Aiden memberikan lengannya, untuk Deema gandeng. Deema yang mengerti kode itu pun, langsung menggandeng lengan Aiden. Bukan, Deema bukan menggandeng, melainkan memeluk lengan Aiden.
''Dingin?'' tanya Aiden. Ia baru tersadar dengan pakaian Deema yang memakai baju lengan pendek.
''Perasaan saya pesan lengan panjang, kenapa kamu pakai jadi pendek?''
Deema yang tengah memeluk lengan Aiden pun menjadi bingung, ia melepaskan pelukannya dan melihat ke arah baju yang ia pakai. Aiden ada-ada saja, jelas-jelas ia memakai baju ini berasal dari kotak yang Aiden berikan. Dan bagaimana bisa baju ini berubah begitu saja.
''Memang seperti ini kok, Mas. Kamu aneh-aneh aja deh ....''
''Saya pesan semua lengan panjang, Deema. Saya harus protes.'' Aiden hendak mengambil ponselnya yang ada di kantung celana, namun Deema tahan.
''Mas, jangan protes. Udah enggak apa-apa, aku suka kok bajunya.''
Aiden pun menjadi mengurungkan niatnya. ''Kamu tidak apa-apa? ''
Deema pun mengangguk sambil tersenyum, agar Aiden percaya jika ia tidak apa-apa.
Aiden pun ikut tersenyum, ia merangkul bau Deema dan merapatkan ke tubuhnya, agar Deema tidak kedinginan.

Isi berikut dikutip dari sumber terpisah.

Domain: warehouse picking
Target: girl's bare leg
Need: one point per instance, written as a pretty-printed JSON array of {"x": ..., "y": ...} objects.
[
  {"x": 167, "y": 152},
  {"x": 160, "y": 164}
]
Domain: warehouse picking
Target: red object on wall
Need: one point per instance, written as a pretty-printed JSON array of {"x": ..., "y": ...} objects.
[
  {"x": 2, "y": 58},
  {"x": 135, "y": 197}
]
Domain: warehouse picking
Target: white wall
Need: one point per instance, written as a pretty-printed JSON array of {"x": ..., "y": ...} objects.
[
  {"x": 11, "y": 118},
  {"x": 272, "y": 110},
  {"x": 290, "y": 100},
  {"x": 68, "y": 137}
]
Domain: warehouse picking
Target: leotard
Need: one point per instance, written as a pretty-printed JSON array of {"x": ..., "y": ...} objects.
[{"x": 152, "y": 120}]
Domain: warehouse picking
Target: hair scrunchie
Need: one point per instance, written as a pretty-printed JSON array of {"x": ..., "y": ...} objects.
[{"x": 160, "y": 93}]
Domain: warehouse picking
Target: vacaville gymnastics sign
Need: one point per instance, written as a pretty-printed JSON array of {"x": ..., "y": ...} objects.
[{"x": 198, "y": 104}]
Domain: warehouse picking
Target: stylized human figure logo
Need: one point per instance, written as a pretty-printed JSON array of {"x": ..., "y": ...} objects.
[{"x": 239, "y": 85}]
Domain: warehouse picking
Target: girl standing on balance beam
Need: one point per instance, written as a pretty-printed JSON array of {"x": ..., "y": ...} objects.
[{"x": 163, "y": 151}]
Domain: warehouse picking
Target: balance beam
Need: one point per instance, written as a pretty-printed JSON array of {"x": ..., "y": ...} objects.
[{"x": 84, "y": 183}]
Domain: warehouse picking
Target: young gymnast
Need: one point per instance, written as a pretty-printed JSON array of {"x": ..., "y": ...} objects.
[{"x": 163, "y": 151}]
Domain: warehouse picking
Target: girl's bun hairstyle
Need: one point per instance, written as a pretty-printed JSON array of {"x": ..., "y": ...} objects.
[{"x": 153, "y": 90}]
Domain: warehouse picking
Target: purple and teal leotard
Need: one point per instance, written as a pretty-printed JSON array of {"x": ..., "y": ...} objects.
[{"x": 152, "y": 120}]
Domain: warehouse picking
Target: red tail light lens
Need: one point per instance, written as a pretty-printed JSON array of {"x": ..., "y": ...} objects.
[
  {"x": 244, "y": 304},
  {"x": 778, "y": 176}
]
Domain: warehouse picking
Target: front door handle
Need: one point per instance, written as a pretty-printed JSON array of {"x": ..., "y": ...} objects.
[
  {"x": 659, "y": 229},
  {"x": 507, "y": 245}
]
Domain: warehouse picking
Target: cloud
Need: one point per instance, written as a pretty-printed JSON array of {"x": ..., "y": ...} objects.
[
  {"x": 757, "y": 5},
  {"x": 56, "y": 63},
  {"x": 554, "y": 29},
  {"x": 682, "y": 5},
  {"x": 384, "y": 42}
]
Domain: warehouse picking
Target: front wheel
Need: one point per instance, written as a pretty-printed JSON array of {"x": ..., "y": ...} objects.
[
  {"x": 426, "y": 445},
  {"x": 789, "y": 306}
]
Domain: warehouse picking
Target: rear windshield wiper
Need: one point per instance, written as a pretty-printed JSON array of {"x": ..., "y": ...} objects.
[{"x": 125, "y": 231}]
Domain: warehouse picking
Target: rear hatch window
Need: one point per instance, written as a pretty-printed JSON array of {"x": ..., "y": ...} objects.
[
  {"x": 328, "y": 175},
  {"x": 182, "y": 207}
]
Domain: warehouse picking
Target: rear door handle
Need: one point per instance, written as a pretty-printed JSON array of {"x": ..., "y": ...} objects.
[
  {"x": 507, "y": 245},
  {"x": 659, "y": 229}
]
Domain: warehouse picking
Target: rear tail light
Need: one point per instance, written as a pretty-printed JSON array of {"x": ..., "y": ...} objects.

''Ibu di bawah berdua loh, Mas sama Ratu.''
''Biarin, Ibu kayanya suka dengerin piano. Saya tau Ibu kamu itu kelasnya sosialita.''
Deema melihat ke arah wajah Aiden. ''K--kok Mas tau?''
Aiden mengangguk. ''Dia kayanya udah biasa hidup mewah dari kecil. Jadi enggak canggung. Keliatan dari penampilan dan sikap, sayang ....''
''Tapi Ibu gak matre kok, dia hidupnya sederhana tapi dulu memang kelas atas mainnya. Apesnya dia ketemu sama ayah yang bikin hidup kita jadi susah kaya gini.''
Aiden mencubit hidung Deema agar tidak sembarangan berbicara. ''Mulut kamu dijaga. Kalau gak ada ayah kamu, saya enggak akan kenal sama kamu. Agama kita mengajarkan, apapun kondisi kita, harus tetap kita syukuri, oke sayang?''
''Siap, Pak guru ....''
''Nah gitu ... Baru namanya murid pintar.''
Aiden mengajak Deema untuk lebih dekat ke pagar pembatas tempat ini, agar mereka bisa semakin melihat dengan jelas lampu-lampu kota yang sangat cantik.
''Kamu jangan tersinggung dengan tawaran yang aku berikan ke ibu tadi. Saya tidak asal berbicara ke orang, saya berbicara seperti itu karena saya melihat ibu kamu yang sepertinya ingin kembali ke dunianya.''
Deema terdiam dan mengangguk. ''Berbulan-bulan lalu, ibu sempet bilang kalau dia mau izin kerja. Setelah membuat lamaran, mungkin ibu engak keterima karena ibu udah tua, tubuhnya kurus banget dan tidak terurus. Aku kasian liat ibu yang harus rela membuang jauh-jauh kehidupannya cuma buat hidup susah seperti ini bersama anak-anaknya.''
Deema dengan cepat mengusap air matanya yang tiba-tiba terjatuh begitu saja.
''Saya akan membantu sepenuh hati saya agar kalian hidup kembali seperti semula. Kamu mau?'' tanya Aiden dengan suara lembutnya.
Deema pun mengangguk dan air matanya semakin keluar dengan deras. ''Terimakasih, Mas sudah sudi hadir di dalam hidup aku.''
Aiden mengangguk sambil tersenyum. Ia mengusap air mata Deema, dan membiarkan Deema memeluk tubuhnya dengan erat.